A veces, en el Centro Histórico de la Ciudad de México, uno camina sin mirar arriba. Entre el ruido, los puestos, la prisa… es fácil olvidar que las paredes también guardan historias. Y algunas son más oscuras de lo que imaginamos.
Esta, por ejemplo, comienza en abril de 1823. En un convento enorme, solemne, el Convento de la Merced. Ahí entró un hombre llamado José María Salinas, un ladrón con un plan pequeño y una ambición desmedida. Iba acompañado —eso dijo él— pero sus compañeros se echaron para atrás a última hora. Y así, solo, cruzó la puerta del templo.
Lo que hizo esa noche no fue solo un robo. Fue un desafío. Frente a la Virgen, al Niño Dios, a Jesús mismo… Salinas tomó joyas, vasos sagrados, todo lo que brillara. Y luego salió como si nada, incluso con una hostia consagrada en la boca. Un gesto que, para la época, era como escupirle al cielo.
No lo atraparon ahí. Eso habría sido demasiado simple. Salinas cayó después, por torpe, por intentar vender lo robado. Su propia impaciencia lo entregó.
Lo que vino después… fue peor.
La condena era la muerte. Eso ya lo sabía. Pero la ciudad entera ardía de indignación. No bastaba matarlo: había que castigarlo para siempre. Al menos eso exigía el pueblo. Querían su mano derecha —la “mano pecadora”, decían— cortada de un solo golpe. Y querían verla, clavada en el atrio del templo, como advertencia para cualquiera que pensara repetir el sacrilegio.
Y así fue. Un hachazo. Una mano arrancada. Un clavo atravesando la carne. Un nicho de cantera y, arriba, Santiago Apóstol, vigilando la escena.
La mano quedó ahí. Al aire libre. Día tras día, lluvia tras lluvia. Y el tiempo hizo lo suyo: primero la piel, después la carne, hasta que lo único que quedaba eran los huesos. Un recordatorio silencioso de un crimen que ya nadie recordaba con detalle, pero que todos sabían que había sido grave.
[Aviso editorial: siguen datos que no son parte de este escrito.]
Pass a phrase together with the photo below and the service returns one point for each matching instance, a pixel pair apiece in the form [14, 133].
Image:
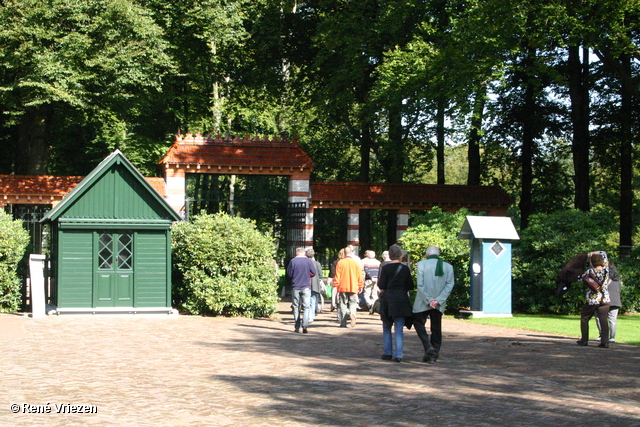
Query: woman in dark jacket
[394, 283]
Cuando ya no quedaba nada que mostrar, los religiosos mandaron fundir una réplica en bronce. Una mano nueva para un castigo viejo. Pero esa también se perdió, en tiempos de Reforma, cuando tantas cosas cambiaron de lugar y de dueño.
Lo que quedó después fue lo que hoy vemos: una mano de piedra. Una sustituta de todas las anteriores. Una marca que se negó a desaparecer.
Y como pasa con cualquier historia antigua, aparecieron rumores. Que los huesos verdaderos fueron robados por una bruja. Que sirvieron para un conjuro. Para un brebaje. No hay pruebas, claro. Pero en México, las leyendas no necesitan certificados.
Años más tarde, un hombre adinerado decidió llevarse la figura de la mano a su casona. Desde entonces, esa casa se conoce como la “casa de la manita”. Porque así somos: a la historia le tememos, pero también la adoptamos.
Hoy, si caminas por el barrio de La Merced, entre calles estrechas y puestos que nunca duermen, puedes encontrarte con esa mano de piedra. En la esquina de Jesús María y Manzanares, clavada en una fachada que mira a un mundo que ya no se parece en nada al de 1823… pero que todavía, a veces, parece necesitar recordatorios.
Ahí sigue. Como si vigilara. Como si esperara. Como si supiera que hay historias que no se borran tan fácil.